By way of example, the invention can be applied to frequency bands around the frequencies 2.45 GHz and 5.8 GHz for remote monitoring or remote payment applications. An ISM band around 2.45 GHz, for example the 2400-2500 MHz band, can be used. Equally, for remote payment applications, it is possible to use the 5725-5875 MHz band around 5.8 GHz.

Although the invention has been described in connection with various particular embodiments, it is quite evident that it is in no way limited thereto and that it comprises all of the technical equivalents of the means described as well as combinations thereof if these are within the scope of the invention.

Claims

1.-10. (canceled)

11. A circularly polarized directional helical antenna configured to transmit or receive radio-frequency signals in a predetermined frequency band, λ, being the wavelength associated with the minimum frequency of the predetermined frequency band, comprising

a helicoidal radiating element made of conductive material extending along a longitudinal axis (A),

a cavity made of conductive material having an open end, a closed end, and having an axis of symmetry that substantially coincides with the longitudinal axis of the radiating element, with at least one lower portion of the radiating element being arranged inside said cavity so that the lower end of the helicoidal radiating element is in contact with the closed end of the cavity,

wherein the axial length (H) of the radiating element is less than the wavelength λ.

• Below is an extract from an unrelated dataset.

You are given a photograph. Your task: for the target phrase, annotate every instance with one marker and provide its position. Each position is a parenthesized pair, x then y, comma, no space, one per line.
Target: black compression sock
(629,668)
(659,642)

12. The antenna according to claim 11, wherein the axial length (H) of the radiating element is substantially equal to 0.865 λ.

13. The antenna according to claim 12, wherein the cavity has a cylindrical shape, the height (H′) of said cavity is between 0.4 λ and 0.88 λ, and the radius (R′) of the cavity is between 0.92 λ and 1.05 λ.

14. The antenna according to claim 13, wherein the height (H′) of the cavity is equal to 0.60 λ and the radius (R′) of the cavity is equal to 0.98 λ.

15. The antenna according to claim 12, wherein the cavity has a frustoconical shape, the height (H′) of said cavity is between 0.4 λ and 0.88 λ, the base radius (R′base) of the cavity is between 0.54 λ and 0.65 λ, and the top radius (R′top) of the cavity is between 1.15 λ and 1.35 λ.

16. The antenna according to claim 15, wherein the height (H′) of the cavity is equal to 0.60 λ, the base radius (R′base) of the cavity is equal to 0.54 λ, and the top radius (R′top) of the cavity is equal to 1.15 λ.

17. The antenna according to claim 11, wherein the axial length of the radiating element is substantially equal to 0.288 λ and the open end of the cavity is equipped with a periodic metal structure allowing the height of the cavity to be reduced.

18. The antenna according to claim 17, wherein the cavity has cylindrical shape, the height of the cavity is substantially equal to 0.45 λ, and the radius of the cavity is equal to 0.98 λ.

19. The antenna according to claim 17, wherein the periodic metal structure is a wire mesh network having square mesh, the width (a) of the mesh being between 0.27 λ and 0.30 λ.

20. The antenna according to claim 11, wherein the internal surface of the cavity is covered with a meta-material layer.